Conjecturas sobre dor alheia
Uma mulher em visita ao Louvre atirou uma chávena à Mona Lisa. A chávena foi a única baixa, porque o quadro está protegido por um vidro à prova de balas desde o meio do século XX. A chávena foi só o arremesso mais recente.
O Louvre apresentou queixa, a mulher foi levada pela polícia, e contou-lhes que o motivo fora o ter-lhe sido negada a nacionalidade francesa.
Isto aconteceu em Agosto há mais de dez anos. Imagino-nos, no mesmo dia, a estender espreguiçadeiras na piscina na Quarteira ou a apanhar conchas numa praia em Odeceixe. Se pegámos em chávenas, foi para nos sentarmos à mesa com torradas, sem nada que nos lembrasse o renascimento ou a mulher que lhe atirou loiça.

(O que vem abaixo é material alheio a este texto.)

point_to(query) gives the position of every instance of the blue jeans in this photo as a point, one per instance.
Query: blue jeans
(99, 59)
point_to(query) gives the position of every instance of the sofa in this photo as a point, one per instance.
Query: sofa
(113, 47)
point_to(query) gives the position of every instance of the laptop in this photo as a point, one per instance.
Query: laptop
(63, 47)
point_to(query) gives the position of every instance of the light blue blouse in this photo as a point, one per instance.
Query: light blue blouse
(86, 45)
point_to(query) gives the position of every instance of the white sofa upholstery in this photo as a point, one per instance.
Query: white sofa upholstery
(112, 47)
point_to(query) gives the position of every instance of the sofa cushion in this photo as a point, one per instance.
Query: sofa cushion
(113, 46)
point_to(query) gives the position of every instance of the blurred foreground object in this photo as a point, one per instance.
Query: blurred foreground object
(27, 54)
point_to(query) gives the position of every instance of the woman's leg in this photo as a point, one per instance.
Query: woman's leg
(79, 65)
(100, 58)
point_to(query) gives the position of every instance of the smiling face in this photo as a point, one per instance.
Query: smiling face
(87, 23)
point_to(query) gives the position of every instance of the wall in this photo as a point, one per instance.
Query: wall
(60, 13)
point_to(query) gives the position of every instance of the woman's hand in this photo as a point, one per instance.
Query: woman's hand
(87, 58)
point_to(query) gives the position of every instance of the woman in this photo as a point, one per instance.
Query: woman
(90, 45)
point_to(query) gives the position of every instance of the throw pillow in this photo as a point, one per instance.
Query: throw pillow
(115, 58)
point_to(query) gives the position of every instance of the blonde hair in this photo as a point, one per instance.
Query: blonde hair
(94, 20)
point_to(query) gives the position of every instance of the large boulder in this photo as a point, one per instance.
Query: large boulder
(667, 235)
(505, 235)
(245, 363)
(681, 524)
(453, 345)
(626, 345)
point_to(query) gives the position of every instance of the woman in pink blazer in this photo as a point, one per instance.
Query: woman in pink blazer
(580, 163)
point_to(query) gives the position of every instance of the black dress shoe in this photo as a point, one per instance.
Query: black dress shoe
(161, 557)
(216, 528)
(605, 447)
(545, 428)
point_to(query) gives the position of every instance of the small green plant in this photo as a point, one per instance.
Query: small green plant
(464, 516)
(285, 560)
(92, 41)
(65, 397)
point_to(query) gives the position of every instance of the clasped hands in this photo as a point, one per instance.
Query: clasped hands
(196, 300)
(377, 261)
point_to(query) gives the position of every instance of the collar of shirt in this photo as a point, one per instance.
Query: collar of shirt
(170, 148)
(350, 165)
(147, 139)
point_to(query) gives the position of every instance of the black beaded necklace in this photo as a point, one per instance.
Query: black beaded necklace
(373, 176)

Imagino-nos, também, capazes de fazer o mesmo. Quanto mais não seja porque raramente conhecemos os limites da nossa dor e loucura.
A dor é universal mas solitária: quem nunca acordou uma amálgama de desnorteio e desânimo para descobrir que os outros continuam a estender toalhas e a guardar sandes em arcas azuis e ásperas da areia — em vez de correrem cortinas e devolverem o sol?
Foi por ser solitária a dor alheia que lhe disseram boa tarde e a deixaram passar no balcão, em vez de se sentarem com ela, e alguém numa praia ajustou o biquíni em vez de chorar com ela. Nessa solidão atirou ela loiça ao coração da França exposto, à procura de dor partilhada.